先日、就活目前の学生さんたちと「働きがい」というテーマでディスカッションする機会があった。彼らの期待する「働きがい」を聞きながら、働きがいをまずは三つのカテゴリで考えるといいのかな、と思った。

まず出てくるのが、普段の職場や業務の中で感じる満足感、達成感、成長といった「毎日の働きがい」。心地よい職場、成長できる環境、得意なことで活躍、こうしたことが日常的な働きがいには含まれると思う。次に、対価を得て自活する、生活を支え潤していく「経済的な働きがい」。特に就活中だったら、この点は口ごもっちゃいけないし、忘れたらもっといけないだろう。そして最後に業務や組織を通じて、その外のお客様や誰かの役に立ちたいとか変革を起こしたいと思う「社会的な働きがい」。しばしば、働きがいという言葉のイメージはこれだと思う。

お好みであればマズローの欲求段階説や、ダニエル・ピンクのモチベーション3.0あたりに対応付けてもらえばいいと思う。特に否定しないし、それらが念頭にあったのは間違いない。でも僕はあえてこうした分類で話したけど、それは就活時にはこの三つを「段階」的にとか「1.0、2.0、3.0」のように順番にとか考えるのではなく、同時に並べて考えるのがよさそうだと思ったから。
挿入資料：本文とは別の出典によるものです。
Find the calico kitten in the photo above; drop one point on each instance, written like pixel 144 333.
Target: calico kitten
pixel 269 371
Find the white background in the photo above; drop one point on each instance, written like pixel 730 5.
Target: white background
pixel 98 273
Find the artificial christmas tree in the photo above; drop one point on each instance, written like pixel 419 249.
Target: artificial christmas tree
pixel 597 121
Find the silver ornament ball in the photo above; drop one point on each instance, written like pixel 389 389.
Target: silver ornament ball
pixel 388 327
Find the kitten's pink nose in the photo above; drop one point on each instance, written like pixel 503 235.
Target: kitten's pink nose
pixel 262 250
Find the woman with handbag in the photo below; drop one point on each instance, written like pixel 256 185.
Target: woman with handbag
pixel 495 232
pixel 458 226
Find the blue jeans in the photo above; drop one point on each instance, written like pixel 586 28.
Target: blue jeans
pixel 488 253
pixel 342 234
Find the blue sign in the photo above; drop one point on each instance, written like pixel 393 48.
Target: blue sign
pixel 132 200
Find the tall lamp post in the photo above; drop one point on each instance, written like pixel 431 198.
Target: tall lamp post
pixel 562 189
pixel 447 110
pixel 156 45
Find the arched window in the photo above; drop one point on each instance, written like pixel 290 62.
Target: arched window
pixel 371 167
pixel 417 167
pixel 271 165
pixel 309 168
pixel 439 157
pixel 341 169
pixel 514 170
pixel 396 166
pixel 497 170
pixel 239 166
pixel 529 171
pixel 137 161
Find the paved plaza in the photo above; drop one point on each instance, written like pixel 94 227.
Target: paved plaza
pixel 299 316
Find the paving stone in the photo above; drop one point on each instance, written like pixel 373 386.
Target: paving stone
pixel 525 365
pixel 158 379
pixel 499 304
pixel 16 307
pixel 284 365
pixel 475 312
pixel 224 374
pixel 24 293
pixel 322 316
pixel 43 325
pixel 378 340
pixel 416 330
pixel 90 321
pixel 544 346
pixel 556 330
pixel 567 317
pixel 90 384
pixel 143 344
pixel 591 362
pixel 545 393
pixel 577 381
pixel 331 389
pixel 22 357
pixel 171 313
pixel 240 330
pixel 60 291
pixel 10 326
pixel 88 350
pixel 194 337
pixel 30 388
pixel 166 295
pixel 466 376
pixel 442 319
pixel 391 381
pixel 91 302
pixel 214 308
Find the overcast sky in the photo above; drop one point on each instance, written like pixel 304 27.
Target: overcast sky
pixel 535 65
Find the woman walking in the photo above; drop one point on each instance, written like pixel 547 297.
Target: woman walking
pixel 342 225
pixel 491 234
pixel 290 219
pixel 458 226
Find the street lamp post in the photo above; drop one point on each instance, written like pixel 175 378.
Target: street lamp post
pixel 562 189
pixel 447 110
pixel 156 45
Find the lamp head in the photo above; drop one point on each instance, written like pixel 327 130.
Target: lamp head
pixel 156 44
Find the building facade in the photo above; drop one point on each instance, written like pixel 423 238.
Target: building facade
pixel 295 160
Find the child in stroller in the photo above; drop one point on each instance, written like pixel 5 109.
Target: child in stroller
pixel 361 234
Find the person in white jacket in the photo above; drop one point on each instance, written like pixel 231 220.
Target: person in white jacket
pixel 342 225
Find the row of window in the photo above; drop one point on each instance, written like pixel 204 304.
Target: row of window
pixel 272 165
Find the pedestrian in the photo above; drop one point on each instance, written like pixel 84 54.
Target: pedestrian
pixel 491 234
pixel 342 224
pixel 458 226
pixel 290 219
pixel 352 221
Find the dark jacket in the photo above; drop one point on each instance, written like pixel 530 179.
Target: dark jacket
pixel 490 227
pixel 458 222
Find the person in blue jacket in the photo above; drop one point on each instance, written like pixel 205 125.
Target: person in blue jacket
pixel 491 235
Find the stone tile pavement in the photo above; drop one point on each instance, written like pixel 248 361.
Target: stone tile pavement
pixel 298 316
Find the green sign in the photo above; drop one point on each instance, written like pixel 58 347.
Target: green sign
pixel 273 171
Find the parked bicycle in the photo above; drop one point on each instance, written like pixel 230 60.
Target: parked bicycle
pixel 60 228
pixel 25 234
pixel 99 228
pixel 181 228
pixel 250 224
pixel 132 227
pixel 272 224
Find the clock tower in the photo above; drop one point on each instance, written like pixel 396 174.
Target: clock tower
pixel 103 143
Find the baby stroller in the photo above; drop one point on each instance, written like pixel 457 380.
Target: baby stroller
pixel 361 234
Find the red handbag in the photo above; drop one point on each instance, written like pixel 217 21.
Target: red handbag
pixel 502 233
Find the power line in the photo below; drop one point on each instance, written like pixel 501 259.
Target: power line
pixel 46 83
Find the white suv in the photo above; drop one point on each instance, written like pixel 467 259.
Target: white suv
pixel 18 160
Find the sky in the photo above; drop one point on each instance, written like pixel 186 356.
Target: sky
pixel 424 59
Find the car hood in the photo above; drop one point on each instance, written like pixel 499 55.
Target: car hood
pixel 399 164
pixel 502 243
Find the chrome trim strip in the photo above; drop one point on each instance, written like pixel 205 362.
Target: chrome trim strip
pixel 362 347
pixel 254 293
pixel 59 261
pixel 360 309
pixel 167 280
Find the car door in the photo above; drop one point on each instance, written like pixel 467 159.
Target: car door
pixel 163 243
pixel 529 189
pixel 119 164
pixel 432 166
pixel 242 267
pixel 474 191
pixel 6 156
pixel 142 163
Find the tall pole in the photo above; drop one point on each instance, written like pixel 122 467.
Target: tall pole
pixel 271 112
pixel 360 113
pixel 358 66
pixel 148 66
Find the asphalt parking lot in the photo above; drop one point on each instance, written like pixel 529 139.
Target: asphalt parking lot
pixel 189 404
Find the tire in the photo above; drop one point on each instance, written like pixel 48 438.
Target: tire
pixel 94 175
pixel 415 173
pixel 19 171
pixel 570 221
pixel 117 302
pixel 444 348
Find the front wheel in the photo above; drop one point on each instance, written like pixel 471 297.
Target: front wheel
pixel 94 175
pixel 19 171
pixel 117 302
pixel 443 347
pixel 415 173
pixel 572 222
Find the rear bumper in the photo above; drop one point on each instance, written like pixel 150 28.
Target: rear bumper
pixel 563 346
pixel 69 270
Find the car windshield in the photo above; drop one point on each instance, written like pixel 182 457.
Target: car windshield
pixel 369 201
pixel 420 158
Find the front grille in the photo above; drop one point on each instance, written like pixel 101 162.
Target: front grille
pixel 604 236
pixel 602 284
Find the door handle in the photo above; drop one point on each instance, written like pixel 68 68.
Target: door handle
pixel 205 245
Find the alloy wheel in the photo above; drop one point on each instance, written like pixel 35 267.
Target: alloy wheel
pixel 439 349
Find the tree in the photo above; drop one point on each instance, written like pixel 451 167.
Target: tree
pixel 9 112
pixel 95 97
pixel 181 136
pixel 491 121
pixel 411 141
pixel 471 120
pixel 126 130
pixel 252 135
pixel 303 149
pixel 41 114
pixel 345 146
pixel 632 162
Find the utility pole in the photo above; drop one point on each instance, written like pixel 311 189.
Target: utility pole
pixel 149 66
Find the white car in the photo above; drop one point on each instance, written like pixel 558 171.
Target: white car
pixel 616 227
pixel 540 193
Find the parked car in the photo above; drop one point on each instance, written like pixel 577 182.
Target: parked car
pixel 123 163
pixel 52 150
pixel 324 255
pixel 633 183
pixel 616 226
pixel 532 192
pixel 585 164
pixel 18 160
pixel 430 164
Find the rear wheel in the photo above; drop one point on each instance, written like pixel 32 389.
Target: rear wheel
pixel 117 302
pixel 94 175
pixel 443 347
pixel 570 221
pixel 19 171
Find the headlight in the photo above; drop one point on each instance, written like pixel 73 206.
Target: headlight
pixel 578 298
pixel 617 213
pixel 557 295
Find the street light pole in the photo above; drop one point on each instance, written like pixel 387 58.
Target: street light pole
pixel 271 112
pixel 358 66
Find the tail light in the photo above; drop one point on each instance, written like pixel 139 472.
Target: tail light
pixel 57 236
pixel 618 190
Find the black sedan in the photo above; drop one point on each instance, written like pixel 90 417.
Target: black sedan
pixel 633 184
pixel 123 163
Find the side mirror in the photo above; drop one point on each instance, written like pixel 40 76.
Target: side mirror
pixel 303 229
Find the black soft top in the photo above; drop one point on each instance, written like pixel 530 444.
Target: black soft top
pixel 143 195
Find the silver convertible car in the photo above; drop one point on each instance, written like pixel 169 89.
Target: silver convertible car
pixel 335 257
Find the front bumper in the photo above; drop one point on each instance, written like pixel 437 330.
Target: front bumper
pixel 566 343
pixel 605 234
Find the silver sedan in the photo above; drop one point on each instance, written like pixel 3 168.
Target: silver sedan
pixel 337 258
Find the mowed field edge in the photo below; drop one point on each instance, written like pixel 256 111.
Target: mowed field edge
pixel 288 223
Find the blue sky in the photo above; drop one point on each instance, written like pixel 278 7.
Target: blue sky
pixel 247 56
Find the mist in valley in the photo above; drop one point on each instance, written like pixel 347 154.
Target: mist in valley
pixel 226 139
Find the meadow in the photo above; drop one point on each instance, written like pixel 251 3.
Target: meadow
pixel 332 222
雇用条件でこの会社に入れば自活できるだろうか(経済的な働きがい)を考える。就職活動、訪問活動を通して、この会社は働きやすいだろうか、成長機会があるか、どんな仕事があるだろうか(毎日の働きがい)を考える。自己分析を合わせて、成長できるか、活躍できるか(毎日の働きがい)を考える。企業研究で、この会社を通じて自分の望む形で誰かの役に立てるか、自分の思いとその会社の理念や事業は共鳴するか(社会的な働きがい)を考える。そうして、各企業を「私は働きがいを得られるか」と採点する。

僕にもこの三つの働きがいがあったし、例えば毎日の働きがいが折れた時期は残る二つを頼りに乗り切ったし、社会的な働きがいがよれた今は残りの二つの支えで仕事を続けながら、この会社でできる新しい社会的な働きがいを探している。どれかひとつの「働きがい」観しかない人より、複数の「働きがい」観を持つ人のほうが多くの会社を候補に考えられるし、タフにしなやかに就職活動をして、タフにしなやかに働いて、楽だけどつまらない時期にも辛いけど面白い時期にも働きがいを感じられると思う。

「『働きがい』ってなんですか」という質問があったけど、働きがいという言葉には、働く動機(モチベーション)という意味と、働いた満足感という二つの意味がある。価値観の広い人の方が、いろんな場面にポジティブな気持ちで臨めて、いろんな場面で満足感を得られると思う。この日がそうだったように、周りの人と話してみると、それぞれに考えている働きがいにはいろんなものが出てくる。それをうまく取り込めたら、その人の就活や、その後の就業にはきっと役立つと思う。

僕は就活のプロでもエリートでもないからこんな話が本当に役立つか分からないけど、会社員をしてきて、会社員を続けられた理由を考えて、きちんと実感を伝えようと思って話してみたつもりでいる。みんなの就活に幸がありますように。